The second exception is the incoming converters for UTF-16 data, which will examine the data they are handed and then delegate the conversion to a converter tailored for the byte-order they are is presented with (big or little endian).
The default implementation of the
OpTableManager
interface, the
FileTableManager
reads data from the
encoding.bin file. To avoid throwing out tables just to
have to re-read them shortly afterwards, a
LRU queue of tables is
implemented in the
TableCacheManager
class, from which it inherits.
If the
FileTableManager
is unable to allocate
a table, it will simply return a NULL pointer, and the
converter object that requested the table will run with reduced
functionality. See also the next section.
The
RomTableManager
implementation does not itself allocate any
memory, as it uses tables that are always available inside the program
image. If reverse tables are omitted and/or compressed tables are used,
the information in the next section applies, as the
RomTableManager
also inherits the
TableCacheManager
class.
If enabled, the
ReverseTableBuilder
class can be used by
TableCacheManager,
which allows it to build tables at
run-time.

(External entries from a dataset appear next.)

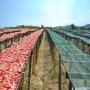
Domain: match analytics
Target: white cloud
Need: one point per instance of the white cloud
(56, 12)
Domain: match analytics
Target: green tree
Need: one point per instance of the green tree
(73, 26)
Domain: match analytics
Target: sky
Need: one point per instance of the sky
(46, 12)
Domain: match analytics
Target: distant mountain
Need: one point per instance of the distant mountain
(87, 26)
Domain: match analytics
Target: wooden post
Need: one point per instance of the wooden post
(34, 60)
(59, 76)
(21, 82)
(70, 85)
(30, 62)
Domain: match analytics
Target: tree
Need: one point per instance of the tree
(73, 26)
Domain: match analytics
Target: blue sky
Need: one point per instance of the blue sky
(46, 12)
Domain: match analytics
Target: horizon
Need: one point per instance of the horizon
(44, 12)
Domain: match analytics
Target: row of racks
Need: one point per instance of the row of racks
(74, 60)
(29, 67)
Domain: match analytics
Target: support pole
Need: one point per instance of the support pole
(59, 76)
(30, 61)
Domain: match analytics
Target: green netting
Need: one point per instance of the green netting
(86, 40)
(76, 62)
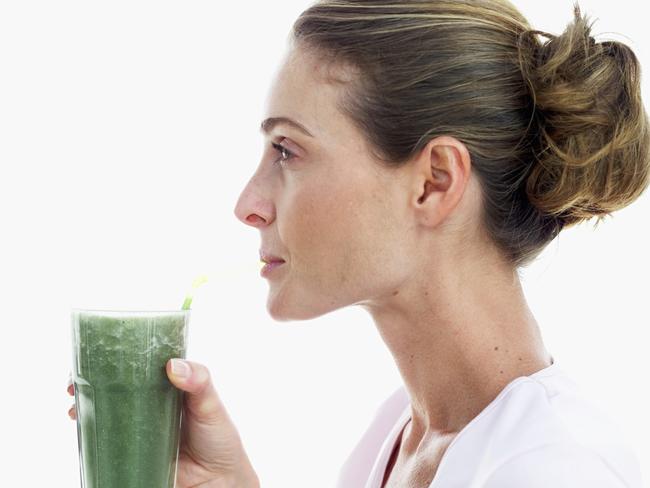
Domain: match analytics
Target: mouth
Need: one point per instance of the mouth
(269, 268)
(270, 258)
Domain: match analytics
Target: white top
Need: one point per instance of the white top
(539, 432)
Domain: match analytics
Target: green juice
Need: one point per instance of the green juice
(128, 413)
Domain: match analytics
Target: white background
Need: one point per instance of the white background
(127, 131)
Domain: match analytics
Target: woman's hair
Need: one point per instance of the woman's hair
(556, 130)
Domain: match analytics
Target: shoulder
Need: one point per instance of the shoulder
(560, 465)
(552, 434)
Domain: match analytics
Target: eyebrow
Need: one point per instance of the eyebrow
(267, 125)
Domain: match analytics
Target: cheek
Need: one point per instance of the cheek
(336, 235)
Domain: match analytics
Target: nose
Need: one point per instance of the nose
(253, 207)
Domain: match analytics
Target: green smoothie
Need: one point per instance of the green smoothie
(128, 413)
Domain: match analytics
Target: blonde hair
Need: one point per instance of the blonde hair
(556, 130)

The tables it creates are subject to the same queueing rules as
the on-disk tables, but the list of available tables, which is kept during
the life time of the object, will grow for each new reverse table that
is requested (usually one or two per outgoing character set conversion).
During building the reverse tables, the ordinary (incoming) conversion
tables need to be kept in memory at the same time as the generated
reverse table.
If enabled, the
TableDecompressor
class can be used by
TableCacheManager
to decompressed a compressed table, which
either stored in a file or in ROM.
During decompression, both the compressed and decompressed version of the
table is kept in memory.
CharsetManager
will start up with the list of support
encodings gathered from the Table Manager (or from the hard-coded alias
list if not using Table Manager),
and will then allocate new entries when new charset tags
are added to it from the URLManager (and possibly others).

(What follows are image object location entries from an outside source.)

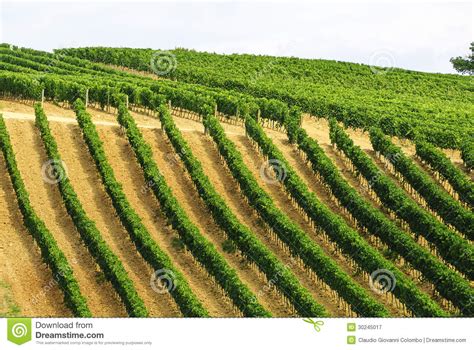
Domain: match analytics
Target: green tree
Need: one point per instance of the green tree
(464, 65)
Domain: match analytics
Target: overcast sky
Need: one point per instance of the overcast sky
(419, 36)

There is a fixed upper limit to the amount of tags it can remember, when
this number is reached, it will start trying to overwrite older entries
that are no longer referenced.
CharsetDetector
does not allocate memory, and can be
allocated on the stack.
The Charset Manager contains a recursive call, but there is a check to ensure that it will only recurse one level.
Converters for endian-agnostic
encodings will allocate an object
for the specific endian when it has been detected and delegate the
conversion to it, adding to the stack depth for the conversion call.
The global objects for Charset Manager, Table Manager (if enabled) and
the HKSCS data table as described above are all handled as Opera Globals
in the
EncodingsModule
object.
These will live for the entire life-time of Opera, and will be destructed
by Opera::Destroy().
The conversion code is written so that it will degrade gracefully if the
Table Manager runs of memory while allocating the conversion tables (or
if the conversion table is not available, the code mostly does not
distinguish between the two cases).
Most out of memory situations are handled similarly; if a function or
method is set to return a pointer, it will return NULL if it
runs out of memory, or there is another error.
There are also a few cases where the TRAP/LEAVE
convention is used.
This is mainly used where there no reasonable action can be taken by the
code if it runs out of memory, so it leaves handling the condition to the
caller.
Encoders and decoders that are used often have been optimised for speed, this especially applies to conversion to and from UTF-8, which is used for external file storage. Otherwise, the code has mostly been written for small footprint, where the most notable exceptions have alternate implementations depending on tweaks.